I like to use the mayo to moisten the bread, and my kids don't find that it is soggy. Perhaps you use a lot, and if so perhaps you should package it separately. The only way to prevent tomatoes from making things soggy is to put them separately in a tupperware container, and put them on the sandwich when you eat it.
When I pack sandwhiches for my grandsons lunch I put his catsup and or mustard in small squeeze bottles you buy for when you travel, for shampoo or body soap. You buy them empty and they are about 2 inches tall and usually found in the sample section at Walmart or Target. He Likes his small catsup and mustard containers.
Scope out the inside seeds out of the tomato and chop up and use between the ham and cheese etc.
I use a longer piece of plastic wrap and when the sandwich is completely wraped then I put the lettuce and tomato pickle etc and continue wrapping. No soggy
When I am at a fast food place, I take a few extra packs of ketchup or mustard or etc.
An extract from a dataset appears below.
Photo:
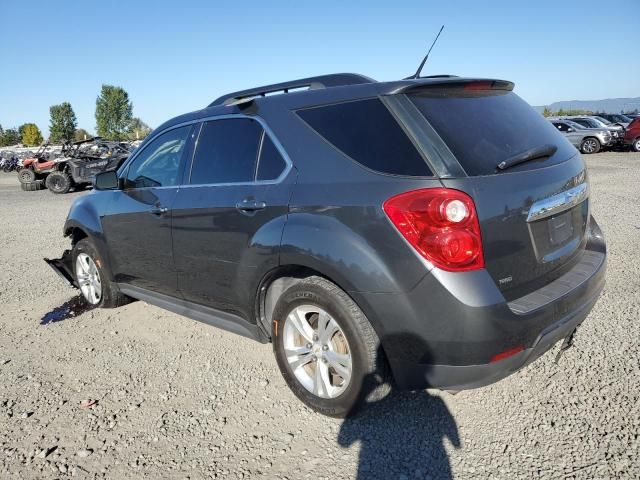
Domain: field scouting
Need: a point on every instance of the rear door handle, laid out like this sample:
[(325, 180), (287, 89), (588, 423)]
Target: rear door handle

I send these with the lunches rather than putting the condiments on the sandwich the night before.
I bought one small, cheap plastic container to send pickles or tomatoes with the lunch, or a small zip top bag would work just as well.
All these suggestions seem great and useful for many reasons but I simply butter both pieces of bread and then add my tuna or lunch meat and I'm done. For tomato and other veggies a separate container (like a zipper sandwich bag has always worked for me), however the plastic containers seem to me to be more economical in the long run as they can be reused. Good advise from all !
1. Separate containers for bread/meat/cheese and veggies/tuna. Use small re-usable containers rather than plastic wrap or baggies, since the wraps and baggies will almost certainly go directly into a landfill.
2. Pick up a big box of condiment packets at Sam's Club, Costco, Big Lots, or other bulk discount store. They come in ketchup, mustard, mayonnaise, and sometimes pickle relish. Each box will last several months.
3. Leave off the tomatoes because they do cause sogginess, but include lettuce, and also a little pickle, maybe.
4. Make a "dry" sandwich of bread, meat or cheese, lettuce, and side-packets of condiments (see #2). Then include a separate container with a bit of cucumber-tomato salad (no lettuce -- that adds bulk, but not a lot of nutrients) or fruit salad. Don't forget a fork! Sam's Club has a pack of 36 forks for something like $7 or $8, ditto with spoons, and about $13 for 36butter knives. If your child has her own utensils, she's less likely to forget and leave them somewhere, especially if there's a convenient place in her lunch box to put them.
5. If the kid just loves tomatoes and other soggy sandwich ingredients, make toast the night before (or make a whole loaf of toast on Sunday) by laying the bread in the oven on the lowest setting for an hour. It will dry out a LOT and become very crispy. That way, when you put the tomato slice on in the morning, the bread will be soft but not horribly soggy by lunch time.
I pack sandwiches in lunch bag (insulated) and include an ice pack. The bread gets soggy, how can this be prevented?
I had this same problem so I put the ice pack in a ziplock bag and put a folded paper towel between the ice pack and the sandwich. I haven't had a soggy sandwich since.
And if msconni1's idea doesn't work for you try adding your condiments just before eating. All you need is very small tupperware containers and a knife. Even PB&J sammies get soggy if the peanut butter and jelly has been on the bread for a few hours (packed with or without an ice pack).
Leave off the condiments and tomatoes, lettuce, etc. if you use those. Put them in a separate sandwich bag. The bread is absorbing the moisture from the "wet" stuff.
It might not be the ice pack, but the sandwich ingredients. Try lightly toasting the breqad and spread with butter. Then add the meat, cheese, what ever. If you have tomato, don't put it in the sandwich but in a separate bag. Then bag the sandwich in plastic or waxed paper.
The only time I had a similar problem was when the ice pack itself was leaking. Ice packs are filled with chemicals that might not be good to have around food. I threw mine away and bought another for only $1. These smaller ice packs are available just about everywhere and are worth the money. I have two, one for in the insulated lunch bag and the other for in the freezer to use the next day. Recycling at its best!